Да, будем снисходительны. Если и были у многих из нас какие-то испытания, более или менее длительная буря, брызги пены на подводных камнях, немного падения, немного изгнания, что за важность, если все заканчивается хорошо для тебя, Франция, для тебя, народ! Какая разница, что увеличиваются страдания некоторых, если уменьшаются страдания всех! Изгнание сурово, клевета зла, жизнь вдали от отечества подобна мрачной бессоннице, ну так что же, если человечество растет и освобождается! Какое значение имеют наши горести, если вопросы решаются, проблемы упрощаются, решения созревают, если сквозь просвет лжи и иллюзий все более и более ясно можно разглядеть истину! Какое значение имеют девятнадцать лет холодной зимы за границей, тяжелая разлука, если перед лицом врага очаровательный Париж становится величественным, если величие великой нации возрастает благодаря несчастьям, если искалеченная Франция дает жизнь всему миру! Не все ли равно, если у этой калеки вновь отрастают ногти и наступает время восстановления!

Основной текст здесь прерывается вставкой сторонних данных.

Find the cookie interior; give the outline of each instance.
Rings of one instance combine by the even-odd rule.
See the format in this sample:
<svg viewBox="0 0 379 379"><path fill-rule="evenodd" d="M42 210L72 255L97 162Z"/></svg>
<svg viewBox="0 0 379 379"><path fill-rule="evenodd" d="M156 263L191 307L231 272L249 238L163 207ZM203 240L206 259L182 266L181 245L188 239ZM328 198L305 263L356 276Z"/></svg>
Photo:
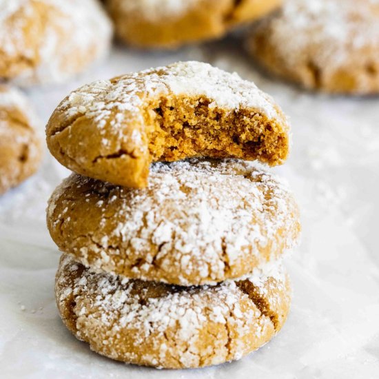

Что за важность, если в ближайшем, уже различимом будущем каждая народность обретет свой естественный облик: Россия до Индии, Германия до Дуная, Италия до Альп, Франция до Рейна, Испания получит Гибралтар, а Куба – Кубу; необходимые поправки для бесконечной будущей дружбы народов! Это все, чего мы хотим. И мы это получим.
У каждой цивилизации есть критические этапы, которые нужно преодолеть, не все ли равно, что мы устали, если вокруг бушует ураган! И что из того, что мы были несчастны, если это ради блага, если определенно род людской переходит от декабря к апрелю, если зима деспотизма и войн закончена, если не идет больше снег суеверий и предрассудков и если после исчезновения всех туч феодализма, монархии, империи, тирании, битв и резни мы видим наконец, как на горизонте занимается этот ослепительный флореаль народов29, мир во всем мире!
X
Все, что мы говорим здесь, сказано лишь с одной целью: утвердить будущее, насколько это возможно.
Предвидеть – почти то же самое, что блуждать в поисках правды; слишком отдаленная истина вызывает улыбку.
Утверждение, что у яйца есть крылья, кажется абсурдным, тем не менее это так.
Мыслитель старается размышлять с пользой.
Есть бесплодные размышления, и это мечты, и есть размышления плодотворные, которые должны созреть. Настоящий мыслитель вынашивает свои идеи.
И таким образом в нужное время созревают различные формы прогресса, предназначенные воплотиться в великих человеческих возможностях, в реальности. В жизни.
Есть ли у прогресса предел?
Нет.
Не надо называть смерть бесполезной. Человек будет совершенен только после жизни.
Всегда приближаться и никогда не достигать – таков закон. Цивилизация – это приближение.
Все формы прогресса – это революция.
В революции наши дела, мысли, слова. Она в наших устах, сердцах, душе.
Революция – это новое дыхание человечества.
Революция была, есть и будет.
Отсюда необходимость и невозможность сделать из нее историю.
Почему?
Потому что необходимо рассказывать вчера и невозможно рассказать завтра.
Из нее невозможно сделать выводы и ее подготовить. Это лишь то, что мы стараемся сделать.
Будем упорно добиваться безграничной революции, это никогда не будет бесполезным.
XI
Революция прельщает все сильные умы: такие, как Ламартин, приближаются к ней, чтобы ее изобразить, как Мишле – чтобы объяснить, как Кине – чтобы судить, и как Луи Блан – чтобы сделать ее плодотворной30.